Processus sûr avec des outils du navigateur

  1. Décidez si vous avez besoin d’une représentation, d’une intégrité, d’une authentification ou d’une confidentialité.
  2. Retirez les secrets de production et les données personnelles des exemples.
  3. Sélectionnez un outil spécifique pour l’opération.
  4. Confirmez l’algorithme, l’alphabet, le mode, le remplissage et l’encodage de sortie.
  5. Testez un exemple connu avant de faire confiance à une valeur inconnue.
  6. Conservez l’original jusqu’à une vérification indépendante.
  7. Utilisez une bibliothèque maintenue dans le code de production.

Questions fréquentes

Un hachage peut-il remplacer le chiffrement ?

Non. Un hachage ne permet pas de récupérer la donnée. Utilisez un chiffrement authentifié lorsqu’un destinataire autorisé doit la récupérer.

Le chiffrement peut-il remplacer un hachage ?

Non.
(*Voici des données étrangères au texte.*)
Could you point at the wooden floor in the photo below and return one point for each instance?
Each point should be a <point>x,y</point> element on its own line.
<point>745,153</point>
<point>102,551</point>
Le chiffrement n’est pas un mécanisme général de comparaison. Utilisez une construction authentifiée ou un hachage selon l’exigence.

SHA-256 est-il un chiffrement ?

Non. SHA-256 est une fonction de hachage de la famille SHA-2.

AES est-il un hachage ?

Non. AES est un chiffrement par blocs symétrique. Son usage exige un mode et une gestion de nonce adaptés.

Base64 réduit-il la taille des données ?

Non. Base64 augmente généralement la taille des octets. Il fournit une représentation texte, pas une compression.

Quelle méthode doit protéger un jeton API ?

Conservez le jeton dans un gestionnaire de secrets et utilisez TLS pour le transport. N’utilisez pas Base64 comme protection.

Quel algorithme de chiffrement est le plus sûr ?

Il n’existe pas un choix sans contexte. Utilisez une construction authentifiée et une bibliothèque maintenue selon le protocole et le modèle de menace.

Règle finale de sélection

L’encodage résout la représentation. Le hachage résout un condensat et certaines comparaisons. Le MAC résout une authentification partagée. La signature résout une vérification publique. Le chiffrement authentifié résout la confidentialité avec intégrité.

Choisissez d’abord la propriété nécessaire. Documentez les clés, algorithmes, formats, nonces, règles d’erreur et limites. Une sortie qui semble secrète ne constitue jamais une preuve de sécurité.